Mayors with uncertain city minimum wage increases support statewide effort

untitled-(16-of-18)Adding to evolving complexities over higher city minimum wage laws, the mayors of Kansas City and St. Louis on Friday supported action at the state level.

Mayor Sly James and St. Louis Mayor Francis Slay issued a joint media release. Both cities have passed minimum wage increases that face uncertain legal status.

The mayors noted that the secretary of state’s office has approved circulation of three initiative petitions to increase the state minimum wage of $7.65.

“Workers in our cities and across the state work at one, two, or sometimes even three jobs, but they still cannot earn enough to provide for themselves and their families,” James said.

The mayors said they hope business leaders who were against cities raising the wages would support a statewide increase.

Meanwhile last week, opponents of Kansas City’s increase to a $13 an hour minimum by 2020 submitted enough petition signatures to force a vote on whether to overturn it.

They will have to get in line.

Supporters of a raise to $15 an hour by 2020 have likely already forced a Nov. 3 vote on that proposal.

But their action to force that vote delayed the Aug. 24 enactment of the city law for $13 an hour, which city attorneys say could prevent any city raise at all.

That is because lawyers for Kansas City say cities could only legally raise the wage under a bill that allowed it until last Friday.
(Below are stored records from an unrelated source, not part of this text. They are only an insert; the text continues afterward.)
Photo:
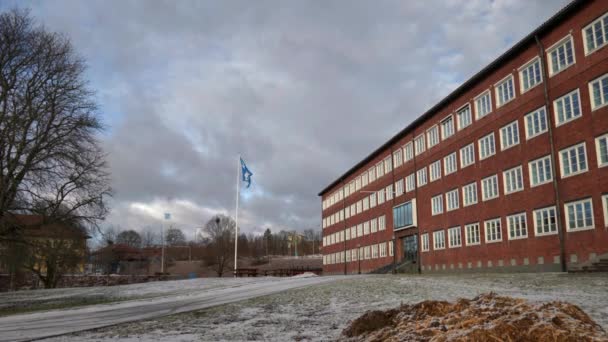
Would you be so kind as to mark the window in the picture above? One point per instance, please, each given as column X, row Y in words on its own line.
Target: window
column 381, row 223
column 380, row 196
column 517, row 226
column 487, row 146
column 404, row 215
column 561, row 55
column 545, row 221
column 454, row 238
column 567, row 108
column 489, row 187
column 509, row 135
column 371, row 174
column 483, row 105
column 419, row 142
column 469, row 194
column 579, row 215
column 472, row 235
column 464, row 117
column 397, row 158
column 598, row 90
column 513, row 180
column 447, row 127
column 421, row 177
column 451, row 200
column 601, row 147
column 493, row 233
column 449, row 163
column 379, row 170
column 399, row 188
column 389, row 192
column 432, row 136
column 439, row 240
column 435, row 170
column 605, row 209
column 536, row 123
column 530, row 75
column 595, row 35
column 437, row 205
column 408, row 152
column 540, row 171
column 573, row 160
column 410, row 183
column 388, row 164
column 505, row 91
column 373, row 225
column 467, row 155
column 424, row 242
That state bill, vetoed by the governor, clearly says cities cannot pass such laws unless they were enacted by last Friday, Aug. 28.
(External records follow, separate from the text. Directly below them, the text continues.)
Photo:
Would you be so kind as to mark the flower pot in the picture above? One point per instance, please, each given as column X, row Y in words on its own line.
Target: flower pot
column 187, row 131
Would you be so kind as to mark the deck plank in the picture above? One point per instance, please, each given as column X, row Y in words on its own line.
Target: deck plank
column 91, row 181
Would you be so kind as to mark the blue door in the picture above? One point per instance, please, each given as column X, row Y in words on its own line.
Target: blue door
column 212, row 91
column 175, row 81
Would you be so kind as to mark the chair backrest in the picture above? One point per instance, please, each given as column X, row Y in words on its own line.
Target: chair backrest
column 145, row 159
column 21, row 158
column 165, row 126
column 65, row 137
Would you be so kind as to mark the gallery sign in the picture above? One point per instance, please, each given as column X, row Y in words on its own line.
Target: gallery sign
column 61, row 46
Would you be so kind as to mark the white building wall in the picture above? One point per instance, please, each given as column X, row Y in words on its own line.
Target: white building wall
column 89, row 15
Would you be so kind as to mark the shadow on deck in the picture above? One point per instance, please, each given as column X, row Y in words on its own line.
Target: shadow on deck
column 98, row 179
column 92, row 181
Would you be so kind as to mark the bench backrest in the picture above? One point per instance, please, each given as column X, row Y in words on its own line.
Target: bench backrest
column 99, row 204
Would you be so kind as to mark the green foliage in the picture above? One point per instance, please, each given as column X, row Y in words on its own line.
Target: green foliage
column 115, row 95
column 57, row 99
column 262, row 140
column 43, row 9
Mayor Slay on Friday signed a city increase into law there that phases in an increase to $11 an hour by 2018.

On Sept. 16, state lawmakers begin a veto session that could overturn the governor’s veto.

If that succeeds, Kansas City lawyers say, the city cannot raise the raise the minimum wage because it was not enacted by last Friday.

And then the scheduled Nov. 3 vote on a raise to $15 an hour would be meaningless, they say, and illegal if it passes.

In putting it on the ballot, the city council included an untested legal clause that said election officials can call off the vote if the veto is overridden.

If it is not overridden, Kansas City and St. Louis lawyers take different positions.

Kansas City lawyers say current law forbids city increases and St. Louis lawyers say it does not.

The state bill that would allow city increases if done before Aug. 28, St. Louis lawyers say, amounts to state lawmakers admitting that current law allows city increases.

No matter which way the veto override goes, there appears to be one certainty: much work for lawyers and judges.